In the days that followed, Trump launched his war threats against North Korea and Venezuela and made new attacks on the top Senate Republican, Mitch McConnell.

This weekend’s Nazi violence is stamped with the political trademark of Bannon, Miller and Gorka. Nazi demonstration leader Jason Kessler acknowledged after the event that organizers had “networked with law enforcement” for months in advance of the “Unite the Right” provocation.

Kessler also met with several Republican officials in preparation for the Nazi mobilization. Shortly after Trump’s inauguration, Kessler held a press conference with Virginia Republican gubernatorial candidate Corey Stewart to denounce Charlottesville’s plans to remove the statue of Confederate General Robert E. Lee.

In March, Kessler traveled to Washington, D.C. to meet with Virginia Congressman Tom Garrett, who represents the Charlottesville area. Kessler posted on Facebook that he had “a very productive meeting today with Congressman Tom Garrett,” and acknowledged that he was in discussion with Garrett over how Kessler’s Nazi groups could support Trump’s anti-immigration measures: “We talked RAISE Act and Stop Arming Terrorists: 2 great bills we support,” Kessler’s post read.

The events in Charlottesville and Trump’s drive to develop an extra-constitutional fascist movement are a warning to the working class in the US and internationally. The program of the fascists in the White House and on the streets of Charlottesville is for genocidal war abroad and the mass internment and murder of blacks, immigrants, LGBT people, Jewish people and socialists at home.

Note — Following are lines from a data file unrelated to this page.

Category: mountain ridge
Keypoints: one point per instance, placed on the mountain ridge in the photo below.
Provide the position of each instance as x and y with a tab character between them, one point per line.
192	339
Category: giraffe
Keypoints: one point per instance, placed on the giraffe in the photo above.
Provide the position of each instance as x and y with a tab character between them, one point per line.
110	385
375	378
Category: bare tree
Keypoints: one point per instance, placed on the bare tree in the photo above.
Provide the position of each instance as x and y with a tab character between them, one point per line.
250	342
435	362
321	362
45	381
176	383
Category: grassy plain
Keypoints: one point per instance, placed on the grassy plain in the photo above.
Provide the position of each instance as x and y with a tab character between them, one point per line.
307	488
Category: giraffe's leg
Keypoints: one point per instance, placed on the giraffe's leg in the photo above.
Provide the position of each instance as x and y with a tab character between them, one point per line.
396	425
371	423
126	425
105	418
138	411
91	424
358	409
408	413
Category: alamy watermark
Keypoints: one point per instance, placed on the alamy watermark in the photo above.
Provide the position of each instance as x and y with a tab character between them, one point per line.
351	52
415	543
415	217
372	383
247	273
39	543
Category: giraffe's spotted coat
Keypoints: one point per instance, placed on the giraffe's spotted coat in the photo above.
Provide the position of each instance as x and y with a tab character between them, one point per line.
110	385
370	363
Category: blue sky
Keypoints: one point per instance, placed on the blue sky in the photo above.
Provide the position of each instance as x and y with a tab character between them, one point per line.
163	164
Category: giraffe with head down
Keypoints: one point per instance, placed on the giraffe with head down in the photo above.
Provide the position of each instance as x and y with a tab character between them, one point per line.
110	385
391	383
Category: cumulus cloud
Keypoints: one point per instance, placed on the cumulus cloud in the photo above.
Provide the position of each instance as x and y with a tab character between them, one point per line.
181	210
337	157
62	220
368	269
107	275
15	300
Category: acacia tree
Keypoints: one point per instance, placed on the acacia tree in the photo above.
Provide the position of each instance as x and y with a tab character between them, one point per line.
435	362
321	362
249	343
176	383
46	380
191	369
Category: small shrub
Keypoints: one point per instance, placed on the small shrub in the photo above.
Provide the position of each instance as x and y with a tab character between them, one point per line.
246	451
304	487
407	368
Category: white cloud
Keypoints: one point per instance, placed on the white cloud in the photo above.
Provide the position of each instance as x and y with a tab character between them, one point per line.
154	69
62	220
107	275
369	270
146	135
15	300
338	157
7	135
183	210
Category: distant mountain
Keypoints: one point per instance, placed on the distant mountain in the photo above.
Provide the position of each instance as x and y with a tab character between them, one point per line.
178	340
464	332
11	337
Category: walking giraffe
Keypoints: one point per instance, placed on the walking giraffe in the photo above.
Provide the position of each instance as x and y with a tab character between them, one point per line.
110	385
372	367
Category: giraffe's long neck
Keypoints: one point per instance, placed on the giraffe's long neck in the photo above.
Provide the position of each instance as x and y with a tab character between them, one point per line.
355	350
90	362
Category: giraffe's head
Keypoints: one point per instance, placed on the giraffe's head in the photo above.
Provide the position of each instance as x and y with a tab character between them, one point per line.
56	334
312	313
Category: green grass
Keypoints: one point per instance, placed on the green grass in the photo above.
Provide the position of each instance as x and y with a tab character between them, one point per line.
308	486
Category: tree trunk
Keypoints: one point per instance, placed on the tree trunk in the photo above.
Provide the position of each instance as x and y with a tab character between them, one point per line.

Fascism is the excrescence of the decaying social order of American and world capitalism, which, in the figure of Donald Trump, has vomited up a fitting expression. It will not be stopped through moralistic appeals to the political establishment, but only through the mobilization of the working class united across racial, national and ethnic lines and politically armed with a revolutionary program for the socialist reorganization of the US and world economy.